What made for a good television story was anything but what she wanted to say. So, Kyler told them what they wanted to hear.
The moment she was able, Kyler fled from the interview, winding up crying on the bathroom floor. “I don’t care if my brother would be proud of me because he’s not here,” she thought.
Her brother, her best friend — Coby St. Phard — had taken his own life six years prior.
“I did everything that everyone wanted me to do,” Kyler says as she reflects on the events of not only that but also the months that would follow. “I went on there to tell my story and I wanted to stand up for everyone who — like me — thought they were alone.”
She went through the initial audition process because people in her life wanted to: her friends, family, and even a personal recommendation from artist Lennon Stella’s mother — Marylynne Stella.

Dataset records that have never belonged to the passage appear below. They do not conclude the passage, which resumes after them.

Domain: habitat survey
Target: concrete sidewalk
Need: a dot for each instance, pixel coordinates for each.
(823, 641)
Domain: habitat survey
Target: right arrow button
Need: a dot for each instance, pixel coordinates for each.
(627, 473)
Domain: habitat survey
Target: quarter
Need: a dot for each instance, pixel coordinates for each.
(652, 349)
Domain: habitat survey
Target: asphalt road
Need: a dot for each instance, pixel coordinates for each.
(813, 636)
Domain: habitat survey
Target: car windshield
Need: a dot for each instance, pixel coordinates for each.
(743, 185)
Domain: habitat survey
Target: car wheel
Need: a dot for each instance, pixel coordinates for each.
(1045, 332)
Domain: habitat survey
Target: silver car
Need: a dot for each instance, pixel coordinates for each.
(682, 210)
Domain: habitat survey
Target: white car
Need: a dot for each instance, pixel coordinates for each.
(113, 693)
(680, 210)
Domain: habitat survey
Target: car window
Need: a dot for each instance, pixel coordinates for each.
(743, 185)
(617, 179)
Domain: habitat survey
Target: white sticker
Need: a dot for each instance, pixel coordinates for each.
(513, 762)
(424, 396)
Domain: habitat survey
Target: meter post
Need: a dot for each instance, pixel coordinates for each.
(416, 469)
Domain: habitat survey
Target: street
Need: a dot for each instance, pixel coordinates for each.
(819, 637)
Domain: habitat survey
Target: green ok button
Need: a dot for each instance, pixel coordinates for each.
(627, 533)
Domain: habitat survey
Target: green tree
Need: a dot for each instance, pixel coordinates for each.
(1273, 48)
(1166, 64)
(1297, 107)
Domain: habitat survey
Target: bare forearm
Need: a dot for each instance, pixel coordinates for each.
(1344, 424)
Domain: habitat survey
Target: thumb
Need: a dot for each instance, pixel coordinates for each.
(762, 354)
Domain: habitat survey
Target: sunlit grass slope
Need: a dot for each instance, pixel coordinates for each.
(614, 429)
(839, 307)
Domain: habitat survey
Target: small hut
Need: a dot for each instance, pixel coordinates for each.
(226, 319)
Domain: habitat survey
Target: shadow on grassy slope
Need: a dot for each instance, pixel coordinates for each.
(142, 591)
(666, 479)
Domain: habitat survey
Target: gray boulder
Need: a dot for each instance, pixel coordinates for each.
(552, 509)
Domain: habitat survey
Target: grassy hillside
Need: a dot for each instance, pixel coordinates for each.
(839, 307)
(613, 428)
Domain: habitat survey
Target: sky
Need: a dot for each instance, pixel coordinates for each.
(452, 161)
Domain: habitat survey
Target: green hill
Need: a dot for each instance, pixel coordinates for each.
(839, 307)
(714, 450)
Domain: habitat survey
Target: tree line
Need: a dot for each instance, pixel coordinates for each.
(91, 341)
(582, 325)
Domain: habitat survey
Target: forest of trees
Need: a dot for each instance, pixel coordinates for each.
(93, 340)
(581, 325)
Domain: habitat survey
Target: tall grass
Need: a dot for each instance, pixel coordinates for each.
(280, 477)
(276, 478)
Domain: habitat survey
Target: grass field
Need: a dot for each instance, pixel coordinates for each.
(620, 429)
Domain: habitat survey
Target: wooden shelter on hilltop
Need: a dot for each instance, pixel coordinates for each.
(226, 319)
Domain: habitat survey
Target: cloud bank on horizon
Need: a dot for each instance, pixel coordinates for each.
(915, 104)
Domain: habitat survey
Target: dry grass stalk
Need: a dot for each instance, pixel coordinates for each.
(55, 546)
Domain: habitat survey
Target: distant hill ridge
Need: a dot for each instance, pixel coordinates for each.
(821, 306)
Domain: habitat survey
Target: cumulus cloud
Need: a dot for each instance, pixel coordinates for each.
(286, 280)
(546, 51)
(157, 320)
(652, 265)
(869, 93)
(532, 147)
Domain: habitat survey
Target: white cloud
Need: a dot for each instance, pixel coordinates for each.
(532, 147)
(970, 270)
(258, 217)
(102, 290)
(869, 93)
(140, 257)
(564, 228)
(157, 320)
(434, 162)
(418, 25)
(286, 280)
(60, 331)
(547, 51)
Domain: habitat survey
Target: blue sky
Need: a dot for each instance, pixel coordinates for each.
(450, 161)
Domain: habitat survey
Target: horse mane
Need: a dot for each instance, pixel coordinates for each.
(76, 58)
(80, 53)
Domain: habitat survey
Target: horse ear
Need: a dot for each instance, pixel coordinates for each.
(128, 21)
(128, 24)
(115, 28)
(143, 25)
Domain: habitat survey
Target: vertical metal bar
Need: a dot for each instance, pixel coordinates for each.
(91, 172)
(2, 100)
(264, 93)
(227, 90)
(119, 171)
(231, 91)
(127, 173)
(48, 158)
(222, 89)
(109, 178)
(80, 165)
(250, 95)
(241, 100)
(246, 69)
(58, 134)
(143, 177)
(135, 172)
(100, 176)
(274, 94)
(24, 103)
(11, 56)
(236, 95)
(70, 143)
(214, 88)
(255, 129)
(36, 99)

Kyler went through the process for everyone but herself. Repeatedly, she told herself that if she could reach just one person through her story then it would be worth it.
Producers told her how to act nervous at her audition. Before going to Hollywood, they taught her how to package her story for television to share it with the general public. Kyler listened and followed their lead. She told and relived her brother’s death countless times.
The audition and her story never aired.
“If I knew then everything I know now, I probably wouldn’t have done it,” she admits.
This is the real story that “American Idol” never aired
At a young 12 years old, Kyler found herself spiraling into depression. She found solace in music and artists who would become both her inspirations and influences. In her household, her brother became her confidant.
Her family let her sleep in that morning. She knew immediately when she woke up that something was not right because it was a school day. A reason to skip was a reason to worry. Downstairs, her parents pondered how to tell her the news of her brother’s death.
Kyler didn’t feel the safety of home even within the walls of her house after that. “Since then, my life has felt very weird and not right,” she said. Kyler was lost within her own mind.
That same year, the St. Phard family made it their mission to work toward a world without suicide. Using the funds generated from a GoFundMe, they founded Fly High Coby (later renamed BeTheLi9ht Foundation) in Coby’s honor. In downtown Hightstown, New Jersey, the center focuses on the mental health of youth and gives young people a space to not only hang out but get connected to potentially life-saving resources.
By age 16, Kyler poured her heart out onto paper as a source of healing. Songwriting became a keystone of recovery. In her music, she explores identity, growth, and more. She pulled inspiration from her healing and musicians that she looked up to like 5 Seconds of Summer, Lorde, and Alessia Cara.
In an effort to grow her platform, she began posting covers on social media. “I was looking for something that felt safe and comfortable,” she admits. It successfully led to her building a following of tens of thousands on TikTok.
Before she knew it, Kyler was on stage next to one of her idols: Alessia Cara.
“Getting on stage in front of a crowd of like 2,000 people… I wasn’t nervous when I started singing,” she said. “I felt right. It was genuinely the most at home I have ever felt.”
Kyler continued to pursue her passion, carrying Coby with her in her heart.
“I was in a place where I had to figure out what exactly I wanted to do,” she admits.
As life would have it, she found herself in a unique position. She earned an industry audition for “American Idol,” where she passed through several rounds before being asked to fly to Nashville for that initial on-camera moment.
“It was not initially something I wanted to do,” she admits. “But the universe came together and pushed me to do it.”
Between her audition and the premiere, St. Phard continued forward focusing on her career.
Kyler began reworking a song she had written years prior. Her debut single “Here’s To” was released on February 4th on all streaming platforms. To release the song, St. Phard says she had to learn how to trust herself. “At first,” she says. “ I was not capable of doing that.”
By working with the single’s engineer and her producer, she became more confident in herself and her decisions. Stephen Dent worked with her on the single.
“Her writing compliments how she sings and her singing compliments how she writes,” he said. Dent was drawn to Kyler’s project immediately, recognizing how unique it was that she brought real instruments into the studio rather than using prerecorded beats or tracks. “Her guitar and the vibe that she had… it was you, you know, to me, it’s a no brainer.”
Kyler self-describes this vibe as “pop with a purpose.” For her, that purpose is spreading her message as far as she can and touching as many lives as she can.
“This is genuinely what I want to be doing every day of my life,” she said.